Journal of Materials Research and Technology (Nov 2024)
High power laser powder bed fusion of Ti6Al4V alloy: The control of defects, microstructure, and mechanical properties
Abstract
Laser powder bed fusion (LPBF) is the most widely used metal additive manufacturing technology, but it still faces challenges in manufacturing efficiency. To address the issue, high-power LPBF (HP-LPBF) which employs kilowatt-level lasers emerges in recent years. In this study, a 4 kW Flat-top laser was used for the HP-LPBF of Ti6Al4V alloy. The samples in as-built state and annealed states (750 °C/2h, 850 °C/2h, 950 °C/2h, 1050 °C/2h) were investigated in terms of defects, microstructure, and mechanical properties. Results show that keyhole mode melting is avoided by adopting the Flat-top laser, so the relative density of as-built Ti6Al4V is generally positively correlated with the employed laser energy density. The minimum laser energy density to obtain the high-density (≥99.9%) sample is 50.0 J/mm3, and the highest build rate is 288 cm3/h. The microstructure in as-built state exhibits a unique alternating pattern of ''bright bands/dark bands''. The dark bands consist of needle-shaped α′ martensite, while the bright bands consist of needle-shaped α+β, which results from the decomposition of α′ under the in-situ annealing effect of the 4 kW Flat-top laser.

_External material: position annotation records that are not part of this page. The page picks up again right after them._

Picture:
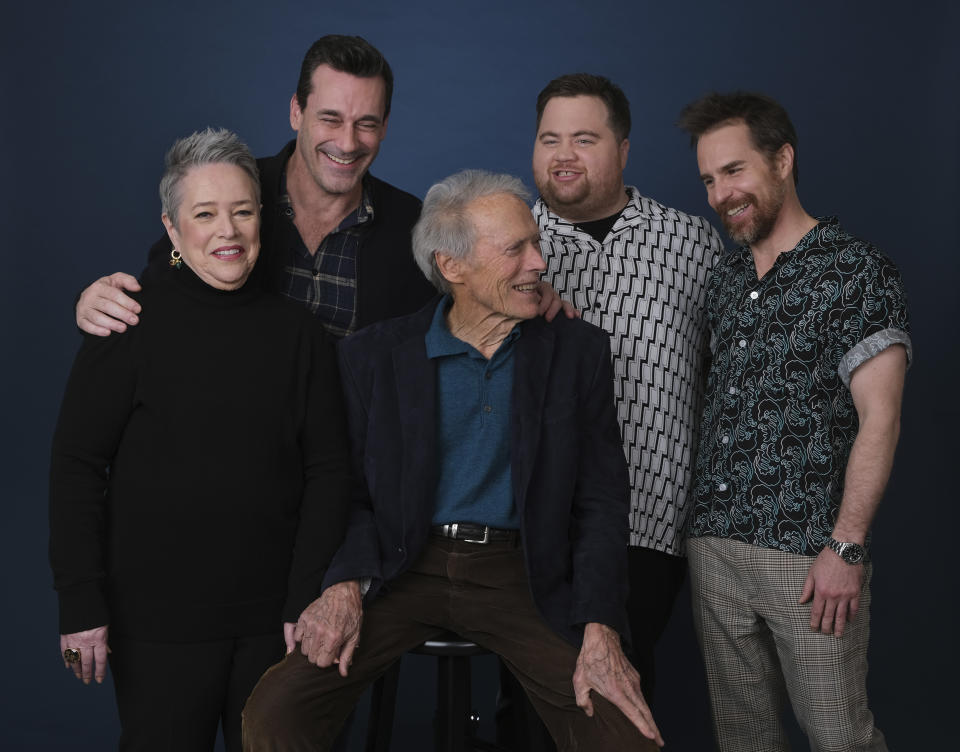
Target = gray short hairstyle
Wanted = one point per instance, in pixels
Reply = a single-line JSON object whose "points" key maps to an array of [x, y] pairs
{"points": [[444, 223], [209, 146]]}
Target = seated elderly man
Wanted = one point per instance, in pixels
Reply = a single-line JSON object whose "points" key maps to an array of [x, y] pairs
{"points": [[494, 499]]}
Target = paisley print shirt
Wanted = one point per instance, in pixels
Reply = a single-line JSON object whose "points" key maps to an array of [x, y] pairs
{"points": [[779, 418]]}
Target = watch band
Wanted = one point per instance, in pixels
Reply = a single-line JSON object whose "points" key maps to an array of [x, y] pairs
{"points": [[851, 553]]}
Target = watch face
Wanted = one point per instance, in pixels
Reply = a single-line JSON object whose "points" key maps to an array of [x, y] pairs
{"points": [[852, 553]]}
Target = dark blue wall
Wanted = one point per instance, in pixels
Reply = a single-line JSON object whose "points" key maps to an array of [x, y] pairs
{"points": [[93, 94]]}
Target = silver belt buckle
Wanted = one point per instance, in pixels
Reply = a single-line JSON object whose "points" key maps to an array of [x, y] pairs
{"points": [[486, 536]]}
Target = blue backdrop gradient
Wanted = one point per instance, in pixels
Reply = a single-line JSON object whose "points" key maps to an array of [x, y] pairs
{"points": [[95, 92]]}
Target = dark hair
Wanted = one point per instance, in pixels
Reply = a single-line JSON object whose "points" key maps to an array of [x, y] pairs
{"points": [[353, 55], [588, 85], [769, 124]]}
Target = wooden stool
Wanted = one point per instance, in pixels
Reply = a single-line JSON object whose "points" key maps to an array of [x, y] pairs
{"points": [[455, 722]]}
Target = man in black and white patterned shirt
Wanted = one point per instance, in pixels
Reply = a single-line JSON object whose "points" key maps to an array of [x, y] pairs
{"points": [[811, 339], [639, 270]]}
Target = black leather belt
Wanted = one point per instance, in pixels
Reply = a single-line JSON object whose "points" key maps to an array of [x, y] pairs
{"points": [[472, 533]]}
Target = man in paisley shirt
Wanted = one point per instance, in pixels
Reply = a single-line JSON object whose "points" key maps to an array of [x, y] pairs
{"points": [[810, 343]]}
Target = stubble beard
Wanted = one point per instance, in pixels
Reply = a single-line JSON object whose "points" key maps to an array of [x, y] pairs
{"points": [[763, 222]]}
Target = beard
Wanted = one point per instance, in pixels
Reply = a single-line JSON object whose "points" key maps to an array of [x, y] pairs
{"points": [[761, 224]]}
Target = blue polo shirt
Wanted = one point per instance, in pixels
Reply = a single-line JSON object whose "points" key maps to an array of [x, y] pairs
{"points": [[473, 428]]}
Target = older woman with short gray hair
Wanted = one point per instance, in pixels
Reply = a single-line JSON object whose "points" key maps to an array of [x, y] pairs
{"points": [[199, 474]]}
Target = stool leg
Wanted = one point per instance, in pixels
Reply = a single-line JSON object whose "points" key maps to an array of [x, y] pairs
{"points": [[383, 705], [452, 720]]}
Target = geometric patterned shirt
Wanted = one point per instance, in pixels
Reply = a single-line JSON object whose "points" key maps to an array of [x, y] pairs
{"points": [[646, 286], [779, 420], [325, 282]]}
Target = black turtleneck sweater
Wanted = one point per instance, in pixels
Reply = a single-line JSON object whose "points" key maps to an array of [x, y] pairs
{"points": [[199, 481]]}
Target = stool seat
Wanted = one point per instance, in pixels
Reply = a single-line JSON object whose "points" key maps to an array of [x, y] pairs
{"points": [[455, 722], [449, 644]]}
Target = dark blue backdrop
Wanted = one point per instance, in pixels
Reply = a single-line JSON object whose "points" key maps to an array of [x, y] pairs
{"points": [[94, 93]]}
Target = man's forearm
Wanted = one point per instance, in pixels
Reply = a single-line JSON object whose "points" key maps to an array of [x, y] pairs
{"points": [[868, 471]]}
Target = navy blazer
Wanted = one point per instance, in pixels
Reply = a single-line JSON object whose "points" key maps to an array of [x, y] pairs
{"points": [[570, 481]]}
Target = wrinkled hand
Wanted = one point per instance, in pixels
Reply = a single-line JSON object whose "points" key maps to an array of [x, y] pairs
{"points": [[103, 308], [551, 303], [834, 587], [602, 667], [328, 630], [92, 644]]}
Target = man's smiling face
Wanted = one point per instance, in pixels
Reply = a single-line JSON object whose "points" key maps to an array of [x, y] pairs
{"points": [[578, 160], [340, 130]]}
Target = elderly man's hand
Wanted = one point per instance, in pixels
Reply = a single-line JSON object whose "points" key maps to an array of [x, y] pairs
{"points": [[103, 308], [329, 628], [92, 644], [602, 667], [551, 303]]}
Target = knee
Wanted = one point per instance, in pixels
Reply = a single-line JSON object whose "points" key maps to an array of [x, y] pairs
{"points": [[268, 715]]}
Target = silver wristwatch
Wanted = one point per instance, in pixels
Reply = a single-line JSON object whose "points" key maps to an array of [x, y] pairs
{"points": [[852, 553]]}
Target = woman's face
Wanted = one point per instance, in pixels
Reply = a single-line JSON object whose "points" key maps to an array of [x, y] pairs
{"points": [[218, 225]]}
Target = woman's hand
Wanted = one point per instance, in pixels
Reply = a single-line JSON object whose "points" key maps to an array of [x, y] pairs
{"points": [[93, 648]]}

After annealing at 750 °C, most of the residual α′ decomposes into needle-shaped α+β. As the annealing temperature increases from 750 °C to 1050 °C, the microstructure undergoes an evolution from needle-shaped α+β to lamellar α+β then to lamellar α+β with some globular α and finally to duplex α+β. An optimum strength-ductility balance is achieved after annealing at 850 °C, both the tensile strength and the elongation exceed the standard values of Ti6Al4V forgings.